Review of Our Time

Our Time (1974)
8/10
Raw, but appropriate acting and, sadly, still timely.
23 June 2022
Warning: Spoilers
It's interesting on viewing this movie, how raw the 4 'teens' leading this movie are. After years seeing the smooth talking/acting plethora of Movies and TV shows with the young/teen casts of the last 3 decades, it is almost jarring to see a set of teen characters, who actually sound like either the teens you were, or actually overhear in real life.

Chatty, scatty, ignorant yet pompously covering that up, they veer between talking over one another in rapid verbal torrents one moment and then long awkward, nervous pauses. They feel utterly unpolished, and, as it goes on, all the more real because of it.

Betsy Slade (Muffy) and Pamela Sue Martin (Abby) make convincing and touching good friends (and given that Pamela Sue Martin asserts that Betsy didn't actually like her, you have to give extra kudos to the actors), and while it's a familiar tale of the Pretty and the Plain, the close friendship between the two really adds to what happens. It's also nice to see a story where the handsome All American Captain of the team (Parker Stevenson) actually turns out to be a genuinely nice guy who both loves his girlfriend and is supportive of her friend too.

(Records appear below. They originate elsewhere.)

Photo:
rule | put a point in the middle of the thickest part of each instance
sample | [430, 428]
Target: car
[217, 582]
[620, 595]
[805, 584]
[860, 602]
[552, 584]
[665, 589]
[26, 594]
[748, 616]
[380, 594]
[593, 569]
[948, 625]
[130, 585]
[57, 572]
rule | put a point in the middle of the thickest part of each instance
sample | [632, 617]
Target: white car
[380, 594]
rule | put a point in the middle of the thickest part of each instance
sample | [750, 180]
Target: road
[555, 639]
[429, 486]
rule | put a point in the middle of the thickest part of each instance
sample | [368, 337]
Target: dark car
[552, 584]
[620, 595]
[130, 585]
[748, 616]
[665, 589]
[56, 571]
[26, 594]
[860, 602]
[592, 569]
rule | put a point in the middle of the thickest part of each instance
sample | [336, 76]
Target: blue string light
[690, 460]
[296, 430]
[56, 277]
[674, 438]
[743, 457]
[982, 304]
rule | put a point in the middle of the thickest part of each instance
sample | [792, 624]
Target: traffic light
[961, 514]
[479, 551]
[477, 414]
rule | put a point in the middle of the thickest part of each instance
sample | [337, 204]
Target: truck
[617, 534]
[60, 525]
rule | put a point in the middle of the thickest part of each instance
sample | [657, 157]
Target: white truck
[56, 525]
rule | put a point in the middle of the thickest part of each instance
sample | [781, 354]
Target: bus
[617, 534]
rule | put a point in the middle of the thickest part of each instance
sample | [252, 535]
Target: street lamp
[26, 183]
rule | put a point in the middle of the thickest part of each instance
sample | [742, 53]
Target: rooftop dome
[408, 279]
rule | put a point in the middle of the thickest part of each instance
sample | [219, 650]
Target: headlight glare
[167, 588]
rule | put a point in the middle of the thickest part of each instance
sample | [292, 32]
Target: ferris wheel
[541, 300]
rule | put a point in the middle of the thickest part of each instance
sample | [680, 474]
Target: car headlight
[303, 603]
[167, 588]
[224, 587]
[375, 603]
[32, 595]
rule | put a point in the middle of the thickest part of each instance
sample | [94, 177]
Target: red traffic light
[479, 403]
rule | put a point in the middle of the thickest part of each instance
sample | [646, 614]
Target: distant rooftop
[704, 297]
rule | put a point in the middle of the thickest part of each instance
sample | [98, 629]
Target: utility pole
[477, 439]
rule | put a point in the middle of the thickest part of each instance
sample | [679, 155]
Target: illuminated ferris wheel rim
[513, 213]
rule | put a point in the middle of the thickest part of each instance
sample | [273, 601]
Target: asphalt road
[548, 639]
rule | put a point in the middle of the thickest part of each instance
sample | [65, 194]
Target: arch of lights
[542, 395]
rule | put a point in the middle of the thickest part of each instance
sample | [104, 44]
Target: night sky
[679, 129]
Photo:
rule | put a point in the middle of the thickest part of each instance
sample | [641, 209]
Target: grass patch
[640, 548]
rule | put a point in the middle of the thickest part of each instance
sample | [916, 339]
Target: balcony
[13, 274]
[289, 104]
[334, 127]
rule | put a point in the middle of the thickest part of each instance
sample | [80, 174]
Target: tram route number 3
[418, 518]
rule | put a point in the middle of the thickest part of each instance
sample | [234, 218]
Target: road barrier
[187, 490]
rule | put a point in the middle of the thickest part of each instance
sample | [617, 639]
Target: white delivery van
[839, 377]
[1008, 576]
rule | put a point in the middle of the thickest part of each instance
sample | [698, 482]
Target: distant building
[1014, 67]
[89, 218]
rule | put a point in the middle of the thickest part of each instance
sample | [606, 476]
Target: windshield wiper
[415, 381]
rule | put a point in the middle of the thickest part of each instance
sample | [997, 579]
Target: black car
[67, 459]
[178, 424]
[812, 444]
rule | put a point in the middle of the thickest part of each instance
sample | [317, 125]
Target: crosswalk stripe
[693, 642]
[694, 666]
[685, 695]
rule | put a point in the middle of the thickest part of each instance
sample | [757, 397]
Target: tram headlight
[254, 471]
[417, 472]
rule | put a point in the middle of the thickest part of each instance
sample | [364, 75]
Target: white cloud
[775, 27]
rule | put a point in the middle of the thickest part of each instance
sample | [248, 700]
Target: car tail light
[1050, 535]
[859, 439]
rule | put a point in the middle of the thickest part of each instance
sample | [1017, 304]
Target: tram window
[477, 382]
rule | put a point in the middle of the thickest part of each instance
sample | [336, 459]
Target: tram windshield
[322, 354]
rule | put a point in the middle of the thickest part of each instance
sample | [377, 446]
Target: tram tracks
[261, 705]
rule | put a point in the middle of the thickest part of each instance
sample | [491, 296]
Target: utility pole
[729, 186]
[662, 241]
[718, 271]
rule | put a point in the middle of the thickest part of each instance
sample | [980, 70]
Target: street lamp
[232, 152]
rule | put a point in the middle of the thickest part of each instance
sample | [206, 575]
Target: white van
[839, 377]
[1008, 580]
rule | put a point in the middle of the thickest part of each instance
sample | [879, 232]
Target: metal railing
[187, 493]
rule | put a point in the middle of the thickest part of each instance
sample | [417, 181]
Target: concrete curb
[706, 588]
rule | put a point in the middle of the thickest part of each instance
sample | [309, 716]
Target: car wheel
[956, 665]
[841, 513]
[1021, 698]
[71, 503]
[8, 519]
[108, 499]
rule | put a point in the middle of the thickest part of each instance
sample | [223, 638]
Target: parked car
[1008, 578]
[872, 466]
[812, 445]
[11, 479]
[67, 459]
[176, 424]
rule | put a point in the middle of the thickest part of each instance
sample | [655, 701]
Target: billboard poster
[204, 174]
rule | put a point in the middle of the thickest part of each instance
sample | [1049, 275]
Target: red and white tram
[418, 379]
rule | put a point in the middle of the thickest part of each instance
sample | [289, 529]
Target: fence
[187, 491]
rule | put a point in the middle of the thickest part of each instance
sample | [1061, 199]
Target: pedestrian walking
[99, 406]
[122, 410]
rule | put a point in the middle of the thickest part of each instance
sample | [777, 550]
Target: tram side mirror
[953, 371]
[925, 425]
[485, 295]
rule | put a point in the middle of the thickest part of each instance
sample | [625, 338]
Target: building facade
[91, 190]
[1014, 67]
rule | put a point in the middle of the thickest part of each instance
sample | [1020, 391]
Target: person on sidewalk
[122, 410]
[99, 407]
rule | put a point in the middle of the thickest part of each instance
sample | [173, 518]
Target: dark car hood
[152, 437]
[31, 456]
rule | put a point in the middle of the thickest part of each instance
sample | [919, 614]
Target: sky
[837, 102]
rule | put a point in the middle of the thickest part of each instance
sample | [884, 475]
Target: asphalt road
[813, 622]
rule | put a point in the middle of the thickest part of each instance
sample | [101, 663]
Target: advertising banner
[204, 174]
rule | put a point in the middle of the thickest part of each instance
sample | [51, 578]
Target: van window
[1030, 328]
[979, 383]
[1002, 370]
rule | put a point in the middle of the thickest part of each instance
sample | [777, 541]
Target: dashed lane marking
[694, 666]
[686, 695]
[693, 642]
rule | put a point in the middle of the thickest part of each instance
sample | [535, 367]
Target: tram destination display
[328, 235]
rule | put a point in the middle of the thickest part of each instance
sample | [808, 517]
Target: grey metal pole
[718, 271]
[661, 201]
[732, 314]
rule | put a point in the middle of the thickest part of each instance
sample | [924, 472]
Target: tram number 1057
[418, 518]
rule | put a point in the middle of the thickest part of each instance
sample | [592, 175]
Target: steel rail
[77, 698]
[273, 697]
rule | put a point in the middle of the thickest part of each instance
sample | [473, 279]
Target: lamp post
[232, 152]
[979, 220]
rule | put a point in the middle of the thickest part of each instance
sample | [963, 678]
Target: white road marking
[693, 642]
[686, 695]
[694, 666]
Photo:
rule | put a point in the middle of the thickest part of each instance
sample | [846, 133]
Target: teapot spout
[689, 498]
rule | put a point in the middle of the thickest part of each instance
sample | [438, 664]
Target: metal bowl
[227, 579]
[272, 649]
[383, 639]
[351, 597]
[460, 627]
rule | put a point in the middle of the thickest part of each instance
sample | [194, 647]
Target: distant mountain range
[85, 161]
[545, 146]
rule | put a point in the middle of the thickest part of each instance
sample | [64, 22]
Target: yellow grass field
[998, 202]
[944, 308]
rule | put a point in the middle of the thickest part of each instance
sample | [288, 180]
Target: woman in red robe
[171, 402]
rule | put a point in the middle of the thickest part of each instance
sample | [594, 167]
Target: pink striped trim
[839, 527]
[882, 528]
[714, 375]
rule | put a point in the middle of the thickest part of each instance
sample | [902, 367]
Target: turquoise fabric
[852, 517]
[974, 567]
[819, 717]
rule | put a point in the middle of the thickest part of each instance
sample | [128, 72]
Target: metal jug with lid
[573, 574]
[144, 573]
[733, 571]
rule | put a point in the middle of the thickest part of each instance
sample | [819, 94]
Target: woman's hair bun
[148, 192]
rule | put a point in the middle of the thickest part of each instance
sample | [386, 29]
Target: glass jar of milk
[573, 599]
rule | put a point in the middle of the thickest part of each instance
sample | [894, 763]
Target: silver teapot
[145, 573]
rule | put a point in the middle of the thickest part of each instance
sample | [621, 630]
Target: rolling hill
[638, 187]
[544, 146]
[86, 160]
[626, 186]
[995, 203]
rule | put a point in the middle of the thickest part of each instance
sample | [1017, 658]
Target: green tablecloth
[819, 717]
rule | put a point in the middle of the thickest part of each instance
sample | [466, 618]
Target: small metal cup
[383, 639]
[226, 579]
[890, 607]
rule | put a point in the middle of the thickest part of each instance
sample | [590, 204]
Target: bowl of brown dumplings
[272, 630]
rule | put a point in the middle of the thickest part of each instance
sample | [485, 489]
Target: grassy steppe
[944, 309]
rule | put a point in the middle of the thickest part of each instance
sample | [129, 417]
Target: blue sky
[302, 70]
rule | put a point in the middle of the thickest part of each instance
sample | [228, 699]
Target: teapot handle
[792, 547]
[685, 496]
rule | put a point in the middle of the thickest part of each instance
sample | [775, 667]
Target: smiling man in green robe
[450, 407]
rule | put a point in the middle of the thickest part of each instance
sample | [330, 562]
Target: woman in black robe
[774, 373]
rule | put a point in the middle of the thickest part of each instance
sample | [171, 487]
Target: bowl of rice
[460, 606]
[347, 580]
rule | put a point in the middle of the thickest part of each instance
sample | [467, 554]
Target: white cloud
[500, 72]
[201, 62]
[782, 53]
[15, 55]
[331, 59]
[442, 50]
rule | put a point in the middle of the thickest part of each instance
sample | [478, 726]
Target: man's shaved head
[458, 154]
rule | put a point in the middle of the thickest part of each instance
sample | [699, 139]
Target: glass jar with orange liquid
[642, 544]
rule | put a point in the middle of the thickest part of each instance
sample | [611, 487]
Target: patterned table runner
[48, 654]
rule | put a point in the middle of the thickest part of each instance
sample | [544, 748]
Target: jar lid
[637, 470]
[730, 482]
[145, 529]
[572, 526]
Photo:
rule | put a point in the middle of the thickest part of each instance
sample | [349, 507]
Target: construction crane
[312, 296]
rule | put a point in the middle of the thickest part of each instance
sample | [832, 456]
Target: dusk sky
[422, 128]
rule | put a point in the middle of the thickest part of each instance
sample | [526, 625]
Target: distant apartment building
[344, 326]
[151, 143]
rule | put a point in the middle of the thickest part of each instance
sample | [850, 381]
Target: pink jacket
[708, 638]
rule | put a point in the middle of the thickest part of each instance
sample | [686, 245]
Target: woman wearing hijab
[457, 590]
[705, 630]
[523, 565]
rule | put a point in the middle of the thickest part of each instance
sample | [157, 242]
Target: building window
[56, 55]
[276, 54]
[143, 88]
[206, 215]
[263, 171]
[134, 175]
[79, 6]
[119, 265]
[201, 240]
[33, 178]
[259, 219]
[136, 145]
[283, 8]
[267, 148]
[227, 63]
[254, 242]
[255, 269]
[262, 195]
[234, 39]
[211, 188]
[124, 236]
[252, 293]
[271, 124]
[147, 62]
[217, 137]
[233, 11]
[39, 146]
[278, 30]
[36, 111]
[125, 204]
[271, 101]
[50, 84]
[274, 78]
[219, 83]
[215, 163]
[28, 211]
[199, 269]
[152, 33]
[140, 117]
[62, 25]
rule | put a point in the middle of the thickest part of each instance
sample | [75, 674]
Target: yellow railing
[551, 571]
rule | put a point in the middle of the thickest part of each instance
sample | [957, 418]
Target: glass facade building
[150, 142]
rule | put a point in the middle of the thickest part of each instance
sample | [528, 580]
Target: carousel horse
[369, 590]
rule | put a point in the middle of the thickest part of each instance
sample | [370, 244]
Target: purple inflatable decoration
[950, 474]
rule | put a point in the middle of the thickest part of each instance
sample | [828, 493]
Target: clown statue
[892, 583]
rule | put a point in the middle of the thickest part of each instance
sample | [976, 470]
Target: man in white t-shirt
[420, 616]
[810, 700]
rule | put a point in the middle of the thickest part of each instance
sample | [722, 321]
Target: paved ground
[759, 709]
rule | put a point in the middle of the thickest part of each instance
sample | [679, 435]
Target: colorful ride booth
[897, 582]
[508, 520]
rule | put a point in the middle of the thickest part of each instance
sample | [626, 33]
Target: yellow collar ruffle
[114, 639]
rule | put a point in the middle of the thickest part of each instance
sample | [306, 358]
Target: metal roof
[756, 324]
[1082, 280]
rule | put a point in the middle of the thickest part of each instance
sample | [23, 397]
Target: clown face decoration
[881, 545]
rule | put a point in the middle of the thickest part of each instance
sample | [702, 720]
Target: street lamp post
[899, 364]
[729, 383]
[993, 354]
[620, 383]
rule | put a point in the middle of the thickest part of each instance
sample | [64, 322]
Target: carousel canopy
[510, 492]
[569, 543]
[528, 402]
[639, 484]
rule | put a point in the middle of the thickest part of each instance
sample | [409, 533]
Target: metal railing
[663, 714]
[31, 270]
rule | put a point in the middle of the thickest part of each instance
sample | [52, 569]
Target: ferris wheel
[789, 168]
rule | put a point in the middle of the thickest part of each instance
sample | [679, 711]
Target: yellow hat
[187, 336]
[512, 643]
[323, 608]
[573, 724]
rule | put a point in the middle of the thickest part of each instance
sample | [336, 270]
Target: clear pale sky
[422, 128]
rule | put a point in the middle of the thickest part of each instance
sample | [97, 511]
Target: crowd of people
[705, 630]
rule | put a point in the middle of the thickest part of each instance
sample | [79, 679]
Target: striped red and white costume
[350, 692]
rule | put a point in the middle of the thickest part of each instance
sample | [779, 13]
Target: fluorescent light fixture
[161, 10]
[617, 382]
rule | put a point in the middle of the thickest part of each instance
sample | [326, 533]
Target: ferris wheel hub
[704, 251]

Ditto the lovelorn Malcolm, who pines after Muffy but abides by her decisions, both not to marry him and to abort the pregnancy.

Ultimately though, set in the stultifying, double standard filled, moral trap of hypocrisy that was the 50s, it remains a cautionary tale of what happens when sex is shunted into the shadows, both turning it into a dirty little secret *and* increasing curiosity around it; and when a woman can't freely and safely make choices about what happens to her own body. The latter, sadly, rearing it's head again in U. S. society, making the movie all too relevant almost 50 years later.